Producing a New Video Spec Marketplace

Spexster Web App Design & Development


Spexster is a startup created to connect videographers with advertisers. The idea for it was birthed after the filmmaker founders decided to create a marketplace that would allow them to sell spec videos (footage shot for a pitch, but not selected). The marketplace allows advertisers to find an already-created video for their marketing campaign, provide the videographer with their branding materials, and have the videographer make the minor edits needed to create the final product. It’s a win-win for both advertisers and videographers – advertisers don’t have to hire videographers to produce a video, and videographers can market specs that were created but not used.

A cinematic look and feel conveys the purpose of the site and sets the stage for action.

When we collaborated with the Spexster founders for the discovery session, one of the first things we looked into were potential competitors.

We found that there weren’t any businesses on the market that do exactly what Spexster set out to do, so we focused our research on indirect competitors.
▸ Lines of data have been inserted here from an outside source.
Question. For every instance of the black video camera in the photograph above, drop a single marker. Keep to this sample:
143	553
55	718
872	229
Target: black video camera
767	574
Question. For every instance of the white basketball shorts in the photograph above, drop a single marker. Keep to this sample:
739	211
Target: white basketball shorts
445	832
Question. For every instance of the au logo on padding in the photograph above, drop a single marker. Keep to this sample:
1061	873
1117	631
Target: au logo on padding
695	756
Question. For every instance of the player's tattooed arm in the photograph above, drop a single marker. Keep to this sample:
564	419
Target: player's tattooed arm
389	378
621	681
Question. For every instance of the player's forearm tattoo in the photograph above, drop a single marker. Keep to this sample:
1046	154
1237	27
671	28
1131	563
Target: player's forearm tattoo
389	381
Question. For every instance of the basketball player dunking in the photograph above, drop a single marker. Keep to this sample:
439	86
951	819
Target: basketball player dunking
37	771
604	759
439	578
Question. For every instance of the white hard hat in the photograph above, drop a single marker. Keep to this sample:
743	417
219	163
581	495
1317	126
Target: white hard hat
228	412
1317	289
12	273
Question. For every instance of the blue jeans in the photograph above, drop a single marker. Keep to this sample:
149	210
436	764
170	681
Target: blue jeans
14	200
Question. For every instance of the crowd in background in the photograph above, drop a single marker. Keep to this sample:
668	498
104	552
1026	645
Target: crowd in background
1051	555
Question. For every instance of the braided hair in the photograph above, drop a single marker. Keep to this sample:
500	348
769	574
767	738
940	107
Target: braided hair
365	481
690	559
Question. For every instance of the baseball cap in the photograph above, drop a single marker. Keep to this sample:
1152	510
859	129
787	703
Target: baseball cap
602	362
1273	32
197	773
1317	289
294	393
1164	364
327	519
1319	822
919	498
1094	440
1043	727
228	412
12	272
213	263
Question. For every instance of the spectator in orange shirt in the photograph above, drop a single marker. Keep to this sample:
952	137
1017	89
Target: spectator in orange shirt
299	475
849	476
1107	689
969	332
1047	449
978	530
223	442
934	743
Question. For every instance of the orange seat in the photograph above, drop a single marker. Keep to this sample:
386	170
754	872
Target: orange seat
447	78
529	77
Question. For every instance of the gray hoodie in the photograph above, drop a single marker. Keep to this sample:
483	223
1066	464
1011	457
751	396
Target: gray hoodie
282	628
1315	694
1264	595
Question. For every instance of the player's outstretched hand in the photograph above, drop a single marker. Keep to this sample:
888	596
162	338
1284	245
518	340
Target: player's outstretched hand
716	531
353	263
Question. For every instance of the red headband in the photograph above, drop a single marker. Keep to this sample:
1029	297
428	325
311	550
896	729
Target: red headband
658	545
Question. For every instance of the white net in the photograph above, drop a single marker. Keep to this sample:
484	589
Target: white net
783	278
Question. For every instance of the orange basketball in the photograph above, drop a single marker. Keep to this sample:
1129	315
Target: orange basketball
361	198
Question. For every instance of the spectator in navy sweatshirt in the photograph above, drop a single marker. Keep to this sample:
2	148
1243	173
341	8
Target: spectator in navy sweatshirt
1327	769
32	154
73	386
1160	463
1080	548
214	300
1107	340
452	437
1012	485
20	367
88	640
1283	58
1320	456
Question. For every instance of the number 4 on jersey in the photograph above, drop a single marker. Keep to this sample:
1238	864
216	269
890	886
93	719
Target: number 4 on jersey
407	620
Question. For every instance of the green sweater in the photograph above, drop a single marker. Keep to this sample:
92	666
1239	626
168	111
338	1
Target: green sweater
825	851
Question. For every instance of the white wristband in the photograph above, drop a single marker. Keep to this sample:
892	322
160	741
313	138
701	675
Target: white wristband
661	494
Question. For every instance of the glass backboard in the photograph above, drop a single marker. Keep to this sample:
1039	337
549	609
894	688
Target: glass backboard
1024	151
Stock footage sites, like Shutterstock, were as close as we could get, but still, Spexster’s concept differentiated them from the crowd.
A crucial part of our discovery focused on researching design inspiration. Since Spexster was a startup, we were able to do a deep dive into several exercises that shaped our design approach.

Once the discovery phase was complete, we were ready to jump into our UX strategy and wireframing.

UX Strategy

Since Spexster was a startup, we jumped into the UX Strategy phase to define the first version of their marketplace.

Building everything from the ground up meant that we needed to focus our efforts on planning out an impactful and easy-to-use minimum viable product (MVP). The team from Spexster brought tons of amazing, creative ideas to the table, and the first thing we spent our time on was putting together a product roadmap to help us prioritize the most important features that would make Spexster successful from Day 1.
During the wireframing phase, we focused a lot of our emphasis on 3 core pages. The landing page, video list, and detail pages were all strategized for optimal engagement and interaction. The goal on the landing page was to introduce visitors to the purpose of Spexster and give them the opportunity to immediately dive into searching the high-quality specs available on the site. The list page pulls visitors in and encourages them to browse the specs available within a wide array of categories. The detail pages were intentionally structured to provide an immersive and forward-moving experience with a clear path to the next step a visitor needed to take.

Our second area of focus was on the conversion funnel. Since Spexster ran on a unique business model and was a high-ticket marketplace, we spent a lot of time mapping out a frictionless conversion flow.


After formulating our UX strategy we started to skin the wireframes, leaning on darker colors to give the site a cinematic feel.

We balanced the dark backgrounds with lighter backgrounds in sections that had large blocks of text, since research shows that too much white text on a dark background strains the eyes.
Pulling complementary colors from Spexsters’ logo, bright accent colors were worked into key parts of the site to leverage attention and bring attention to the calls to action (CTAs). These energetic colors also helped provide visual interest by breaking up the monochromatic black and white background colors.

In terms of programming, Spexster is complex. Due to the unique flow and features needed for the marketplace, we built the site from the ground up on a custom .NET platform (WordPress or other off-the-shelf enterprise level solutions just wouldn’t do). This allowed us to build the site exactly to meet the client’s expectations, from the frontend design, to the logged in user interface, to the backend content management system. Everything was tailor made for Spexster’s unique vision.

We were able to code some very engaging interactions while building the site, starting with custom interactions on the video listing page, where a short video clip plays when hovering over the video thumbnail. If the visitor wanted more information, they could click to expand open additional details on the listing page. If the visitor wanted to message the creator or make a purchase, they would be able to click on a button taking them to the detail page. Each element encourages interaction from visitors and is optimized to pull visitors deeper into the user journey.

Test & Launch

Once the site was built we fully tested it using multiple browsers, mobile devices, laptops, and desktops.

Once we were confident that there were no bugs on the site, we trained the client on the CMS and allowed them to go through their round of testing and finalize content on the site. Once complete, we were ready to take the site live.
In preparing to go live, we normally would review the old website’s analytics, find the time when the least amount of users are viewing the site, and use that as our guide to launch. However, since Spexster was a brand new company without any previous website, there were no visitors that would be impacted with the launch. Thus, we were able to go through our complete launch process at the client’s preferred time.

Boosting visitor engagement within the conversion funnel was accomplished through interactive features and intuitive functionality.
Closing Thoughts

We’re currently in the process of continuing down the project roadmap and have been adding to the functionality and features available on the site, which has been met with a positive reaction by users. With a bright future ahead of them, Spexster is more than ready for it’s time in the spotlight.